Department of Civil and Environmental Engineering, National University of Singapore, 117576, Singapore.
Department of Civil & Environmental Engineering, Old Dominion University, Norfolk, VA 23529, USA.
Accid Anal Prev. 2021 Apr;153:106018. doi: 10.1016/j.aap.2021.106018. Epub 2021 Feb 18.
Although spatial and temporal correlations of crash observations have been well addressed in the literature, the interactions between them are rarely studied. This study proposes a Bayesian spatiotemporal interaction (BSTI) approach for crash frequency modeling with an integrated nested Laplace approximation (INLA) method to greatly expedite the Bayesian estimation process. Manhattan, which is the most densely populated urban area of New York City, is selected as the study area. Hexagons are used as the basic geographic units to capture crash, transportation, land use, and demo-economic data from 2013 to 2019. A series of Bayesian models with various spatiotemporal specifications are developed and compared. The BSTI model with Type II interaction, which assumes that the structured temporal random effect interacts with the unstructured spatial random effect is found to outperform the others in terms of goodness-of-fit and the ability to reduce the dependency of residuals. It is also found that the unobserved heterogeneity is mostly attributed to the spatial effects instead of temporal effects. In addition, the BSTI Type II model also yields the lowest predictive error when the last year's data are used as the test set.
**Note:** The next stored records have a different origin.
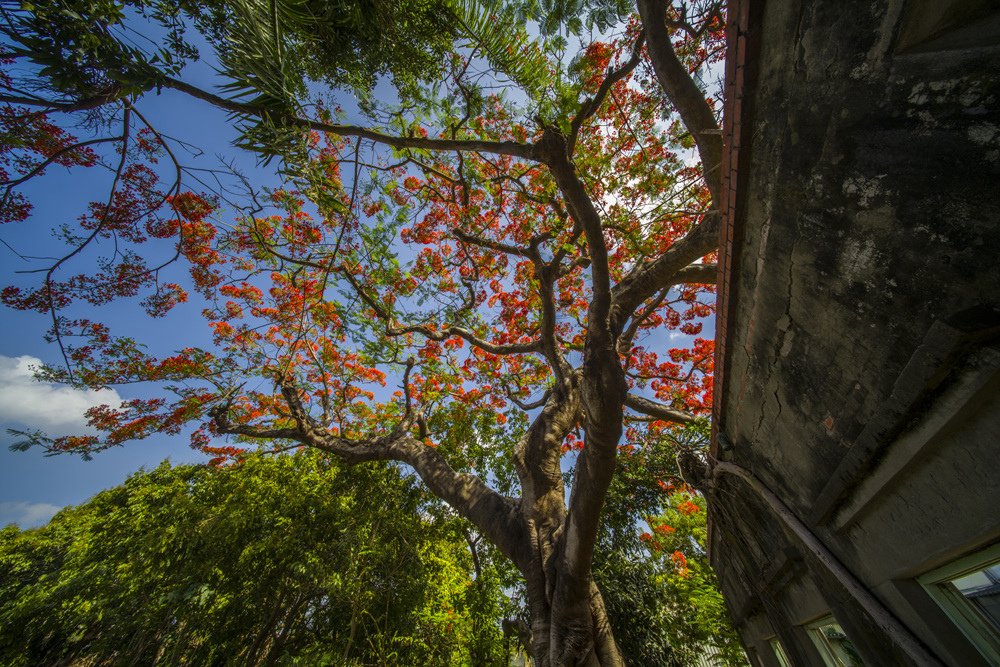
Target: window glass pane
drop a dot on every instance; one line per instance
(833, 644)
(779, 652)
(982, 590)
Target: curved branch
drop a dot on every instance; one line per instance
(392, 329)
(682, 91)
(494, 515)
(658, 410)
(671, 268)
(590, 106)
(512, 148)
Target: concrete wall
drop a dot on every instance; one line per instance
(860, 382)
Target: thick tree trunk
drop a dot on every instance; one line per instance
(569, 637)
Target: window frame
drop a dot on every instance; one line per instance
(937, 583)
(778, 650)
(822, 644)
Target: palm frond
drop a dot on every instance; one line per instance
(505, 43)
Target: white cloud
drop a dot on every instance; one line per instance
(48, 407)
(26, 515)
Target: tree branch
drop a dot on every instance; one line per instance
(512, 148)
(682, 91)
(590, 106)
(493, 515)
(658, 410)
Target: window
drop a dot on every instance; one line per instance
(969, 592)
(833, 644)
(779, 652)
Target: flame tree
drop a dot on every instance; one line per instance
(508, 236)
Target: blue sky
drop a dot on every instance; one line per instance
(33, 486)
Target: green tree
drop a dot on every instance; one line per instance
(281, 560)
(663, 598)
(503, 234)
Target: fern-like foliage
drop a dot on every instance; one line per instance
(497, 29)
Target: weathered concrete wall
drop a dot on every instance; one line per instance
(871, 210)
(857, 386)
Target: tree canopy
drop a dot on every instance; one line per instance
(512, 232)
(286, 560)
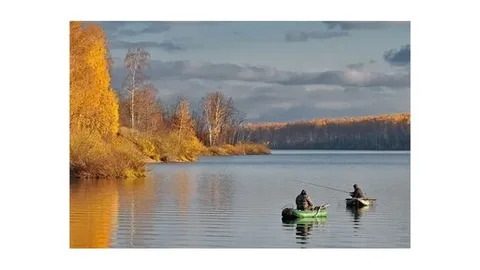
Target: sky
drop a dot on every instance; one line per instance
(274, 71)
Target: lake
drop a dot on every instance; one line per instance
(236, 202)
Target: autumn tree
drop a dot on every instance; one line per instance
(93, 103)
(217, 111)
(136, 63)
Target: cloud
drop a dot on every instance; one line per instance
(296, 36)
(184, 70)
(367, 25)
(356, 66)
(111, 26)
(275, 102)
(167, 46)
(127, 32)
(156, 27)
(399, 57)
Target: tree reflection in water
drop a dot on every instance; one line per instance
(304, 228)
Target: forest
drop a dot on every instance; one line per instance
(380, 132)
(114, 132)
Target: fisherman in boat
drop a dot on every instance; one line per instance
(303, 201)
(357, 193)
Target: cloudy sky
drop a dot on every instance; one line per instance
(275, 71)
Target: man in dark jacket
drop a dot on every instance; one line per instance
(303, 201)
(357, 193)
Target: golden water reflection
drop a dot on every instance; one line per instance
(93, 213)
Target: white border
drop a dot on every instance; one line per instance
(34, 132)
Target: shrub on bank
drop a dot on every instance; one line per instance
(94, 156)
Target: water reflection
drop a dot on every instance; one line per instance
(304, 228)
(218, 190)
(137, 197)
(93, 213)
(183, 189)
(357, 213)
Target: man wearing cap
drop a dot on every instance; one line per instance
(303, 201)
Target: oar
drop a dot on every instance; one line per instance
(322, 186)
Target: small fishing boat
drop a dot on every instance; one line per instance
(359, 202)
(317, 212)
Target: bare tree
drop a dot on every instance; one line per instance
(182, 121)
(136, 63)
(216, 110)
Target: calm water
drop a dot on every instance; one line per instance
(222, 202)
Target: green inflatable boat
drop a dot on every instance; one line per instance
(290, 213)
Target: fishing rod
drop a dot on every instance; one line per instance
(322, 186)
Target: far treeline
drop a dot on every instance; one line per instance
(382, 132)
(113, 133)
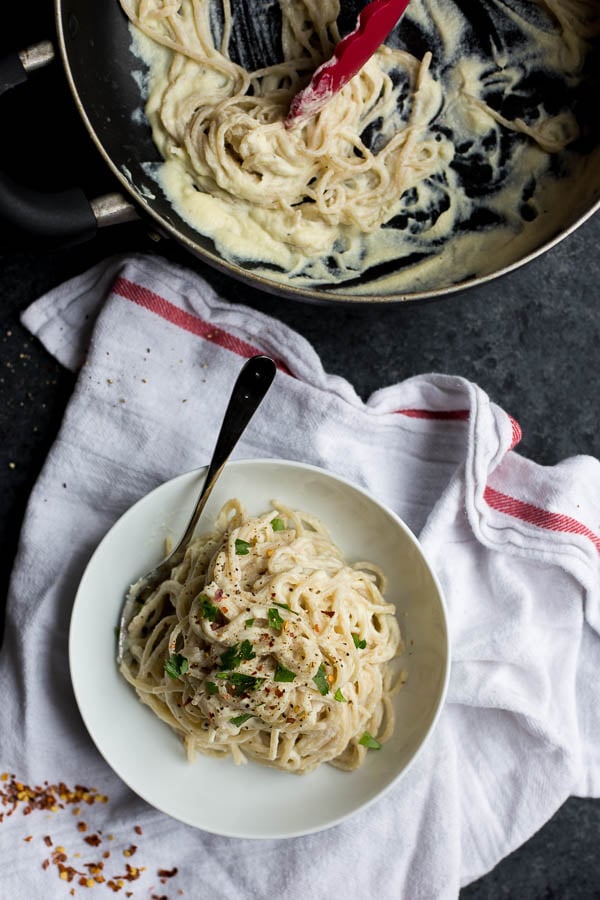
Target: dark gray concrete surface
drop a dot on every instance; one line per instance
(531, 340)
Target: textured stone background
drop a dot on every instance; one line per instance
(530, 340)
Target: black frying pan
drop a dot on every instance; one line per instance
(94, 43)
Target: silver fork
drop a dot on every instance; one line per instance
(253, 382)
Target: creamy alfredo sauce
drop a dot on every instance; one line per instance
(491, 102)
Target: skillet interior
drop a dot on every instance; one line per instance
(95, 43)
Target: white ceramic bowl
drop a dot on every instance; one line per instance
(210, 793)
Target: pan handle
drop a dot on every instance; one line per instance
(64, 217)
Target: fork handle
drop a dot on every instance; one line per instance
(253, 382)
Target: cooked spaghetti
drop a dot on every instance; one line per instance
(265, 644)
(456, 131)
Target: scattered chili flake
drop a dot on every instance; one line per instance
(167, 873)
(94, 840)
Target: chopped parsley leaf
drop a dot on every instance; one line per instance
(232, 657)
(240, 682)
(283, 674)
(207, 608)
(320, 680)
(239, 720)
(275, 620)
(369, 742)
(246, 651)
(176, 665)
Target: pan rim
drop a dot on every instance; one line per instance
(310, 295)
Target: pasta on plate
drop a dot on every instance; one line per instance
(460, 135)
(265, 644)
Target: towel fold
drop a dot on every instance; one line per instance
(516, 547)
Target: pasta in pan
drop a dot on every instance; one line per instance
(265, 644)
(445, 140)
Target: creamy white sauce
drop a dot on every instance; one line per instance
(438, 233)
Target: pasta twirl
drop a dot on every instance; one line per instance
(449, 155)
(265, 644)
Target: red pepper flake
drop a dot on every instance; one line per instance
(167, 873)
(94, 840)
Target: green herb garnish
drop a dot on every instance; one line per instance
(208, 608)
(283, 674)
(242, 548)
(369, 742)
(275, 620)
(239, 720)
(320, 680)
(246, 650)
(232, 657)
(176, 665)
(240, 682)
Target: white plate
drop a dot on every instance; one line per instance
(253, 801)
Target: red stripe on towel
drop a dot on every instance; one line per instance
(534, 515)
(156, 304)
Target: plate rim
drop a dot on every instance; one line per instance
(444, 619)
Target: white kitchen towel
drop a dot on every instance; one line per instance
(515, 545)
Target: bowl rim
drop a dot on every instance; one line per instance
(437, 704)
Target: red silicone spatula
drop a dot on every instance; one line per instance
(373, 25)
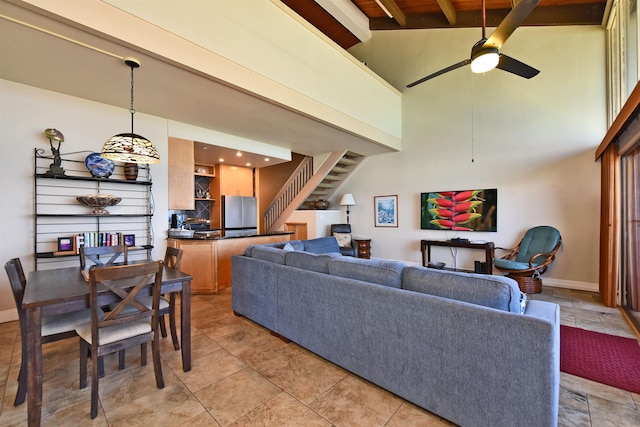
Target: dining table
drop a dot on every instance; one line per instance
(63, 290)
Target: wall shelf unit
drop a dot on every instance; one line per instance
(57, 214)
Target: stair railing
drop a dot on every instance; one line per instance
(288, 192)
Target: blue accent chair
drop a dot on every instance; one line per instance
(530, 258)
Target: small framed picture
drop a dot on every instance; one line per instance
(129, 239)
(386, 211)
(66, 246)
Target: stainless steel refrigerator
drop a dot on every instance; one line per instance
(239, 215)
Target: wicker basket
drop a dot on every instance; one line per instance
(527, 284)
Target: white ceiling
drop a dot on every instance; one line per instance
(162, 88)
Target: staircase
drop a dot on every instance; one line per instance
(332, 180)
(304, 188)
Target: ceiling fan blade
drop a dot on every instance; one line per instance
(438, 73)
(516, 67)
(512, 21)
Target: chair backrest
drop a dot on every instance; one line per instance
(543, 239)
(125, 281)
(18, 281)
(93, 254)
(340, 228)
(173, 258)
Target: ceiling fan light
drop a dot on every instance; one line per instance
(484, 60)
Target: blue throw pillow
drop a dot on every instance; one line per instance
(321, 245)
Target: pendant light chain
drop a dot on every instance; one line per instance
(131, 110)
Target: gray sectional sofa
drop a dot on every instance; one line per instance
(466, 347)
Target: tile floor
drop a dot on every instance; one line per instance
(243, 376)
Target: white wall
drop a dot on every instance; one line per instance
(534, 140)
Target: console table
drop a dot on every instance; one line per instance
(425, 248)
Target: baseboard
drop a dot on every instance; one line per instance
(8, 315)
(570, 284)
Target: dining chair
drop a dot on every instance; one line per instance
(54, 328)
(94, 253)
(129, 324)
(172, 259)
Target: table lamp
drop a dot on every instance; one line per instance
(348, 200)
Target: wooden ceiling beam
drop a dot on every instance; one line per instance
(392, 7)
(573, 14)
(448, 10)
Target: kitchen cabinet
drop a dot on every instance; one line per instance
(234, 180)
(231, 181)
(181, 168)
(198, 260)
(209, 260)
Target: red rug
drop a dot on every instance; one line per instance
(599, 357)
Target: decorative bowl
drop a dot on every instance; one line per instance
(322, 204)
(98, 202)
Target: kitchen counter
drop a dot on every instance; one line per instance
(208, 259)
(220, 235)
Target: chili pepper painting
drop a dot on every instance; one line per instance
(466, 210)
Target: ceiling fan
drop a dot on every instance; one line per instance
(485, 53)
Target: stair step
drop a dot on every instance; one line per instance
(338, 169)
(347, 161)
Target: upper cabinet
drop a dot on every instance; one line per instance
(234, 180)
(181, 170)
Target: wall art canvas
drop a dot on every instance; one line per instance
(386, 213)
(464, 210)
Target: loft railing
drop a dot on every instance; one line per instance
(288, 192)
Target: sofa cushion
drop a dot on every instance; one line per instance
(379, 271)
(269, 253)
(321, 245)
(309, 261)
(497, 292)
(344, 239)
(296, 244)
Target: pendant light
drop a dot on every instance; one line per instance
(130, 147)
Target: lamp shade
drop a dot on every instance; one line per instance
(130, 148)
(347, 200)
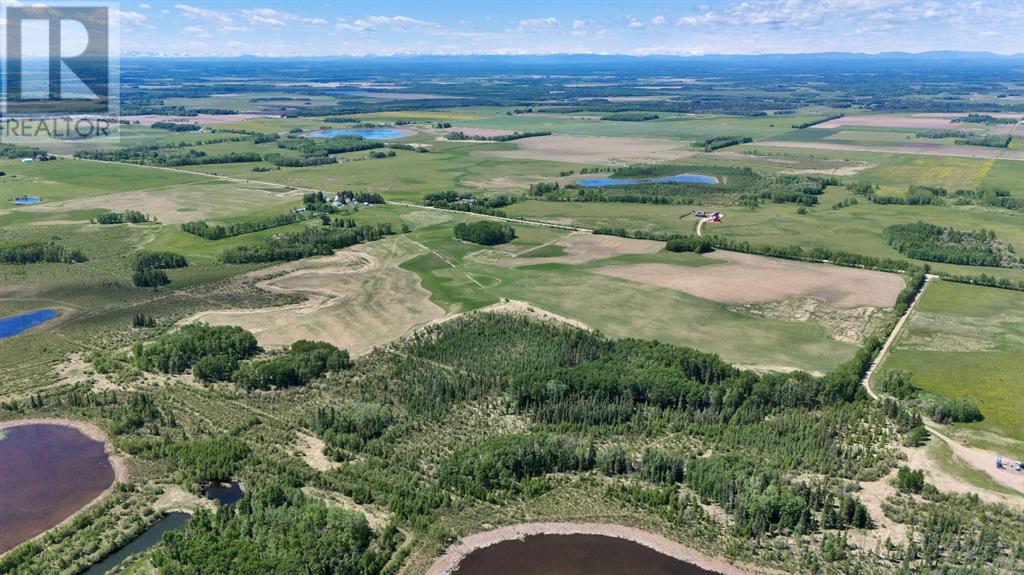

The proposed BSTI approach can potentially advance safety analytics by achieving high prediction accuracy and computational efficiency while maintaining its interpretability on the effects of contributing factors and the unobserved heterogeneity.
尽管文献中已经很好地解决了碰撞观测的空间和时间相关性问题,但它们之间的相互作用却很少被研究。本研究提出了一种贝叶斯时空交互(BSTI)方法,用于进行碰撞频率建模,并采用集成嵌套拉普拉斯近似(INLA)方法极大地加快了贝叶斯估计过程。选择曼哈顿作为研究区域,曼哈顿是纽约市人口最密集的城区。采用六边形作为基本地理单位,从 2013 年到 2019 年捕获碰撞、交通、土地利用和人口经济数据。开发并比较了一系列具有不同时空规范的贝叶斯模型。具有 II 型交互作用的 BSTI 模型,假设结构化时间随机效应与非结构化空间随机效应相互作用,在拟合优度和减少残差依赖性方面表现优于其他模型。还发现,未观察到的异质性主要归因于空间效应而不是时间效应。此外,当使用最后一年的数据作为测试集时,BSTI II 型模型的预测误差也最低。所提出的 BSTI 方法可以通过实现高精度预测和计算效率,同时保持对影响因素和未观察到的异质性的解释能力,从而为安全分析提供帮助。